Todos os Sínodos dos últimos anos, aliás, tiveram sempre essa marca. Há uma questão que tem sido apresentada em várias sínteses e tem a ver com a relação entre leigos e os sacerdotes. A reflexão levada a cabo pode levar a mudanças na forma de entender os cargos de liderança e o papel das mulheres nas comunidades católicas?
A ‘Praedicate Evangelium’ [nova constituição da Cúria Romana], que é também uma expressão da sinodalidade e do pontificado do Papa Francisco, da reforma da Cúria, coloca-nos no devido local: a missão é de serviço. A nossa dignidade é a dignidade batismal, eu não sou mais do que um que um leigo casado ou consagrado, ou seja, eu estou ao serviço e ao serviço da comunidade. Essa deve ser a postura. Se essa for a postura, as coisas depois são fáceis de viver, são mais fáceis de viver.
Há sempre, evidentemente, tensões. Aquilo que me preocupa são os futuros sacerdotes. Nós vivemos num tempo em que, do ponto de vista da identidade, emocional e psicológico, as pessoas são muito frágeis e tendem a reforçar – os seminaristas são fruto deste tempo e das famílias que temos, evidentemente, e de alguma forma também são afetados por isso – o autoritarismo, com sinais exteriores que definem muito bem aquilo que é a minha função. Se não estão dispostos ao diálogo… essa vai ser uma das grandes dificuldades, o diálogo, escutar, interrogar-se e duas dimensões que me parecem importantes, que foram importantes para a vida na vida monástica, sobretudo os beneditinos, mas que para nós tem que ser declinada doutra forma, ‘trabalhar e rezar’, ‘estudar e rezar’, porque os desafios que a sociedade nos coloca, as interrogações que a sociedade nos coloca, exigem da nossa parte muita humildade, muita escuta, muito estudo e muita oração. Se isso não for claro na formação dos seminaristas e não cuidarmos desta relação com Jesus Cristo, para que seja uma relação significativa que nos coloca verdadeiramente ao serviço, temos tudo para ter uma situação explosiva.

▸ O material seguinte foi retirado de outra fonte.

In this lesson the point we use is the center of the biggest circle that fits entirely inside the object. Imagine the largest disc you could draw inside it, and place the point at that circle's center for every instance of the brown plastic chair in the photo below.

O Sínodo é apresentado, muitas vezes, como um caminho de conversão pessoal e comunitária. Sente que a Igreja está aberta às mudanças que este caminho implica?
Voltou àquela questão, é preciso superar o medo, não é? Mas o caminho está a ser feito. O caminho está a ser feito, mas ele leva sempre tempo. Ninguém espere que, em 2023, tenhamos uma igreja sinodal. É uma questão geracional e, sobretudo, de conversão.
Há uma ‘forma mentis’, o modo de pensar, de estar em Igreja que vai levar tempo. Os sinais estão aí, os diagnósticos estão feitos, todos nós já sabemos o que está a acontecer. O caminho da vida da Igreja e o seu futuro é deixar esta autorreferencialidade e passar à saída a missão, ao diálogo, digamos, àquilo que é a evangelização.
Uma outra postura pode significar igrejas desertas. A Igreja nunca vai acabar, mas ela pode desaparecer de alguns locais. O Papa Bento XVI já tinha chamado a atenção para isso, ou seja, esta ideia de que a Igreja não acaba, sim ela não acaba, mas pode desaparecer nalguns continentes, pode ser totalmente irrelevante.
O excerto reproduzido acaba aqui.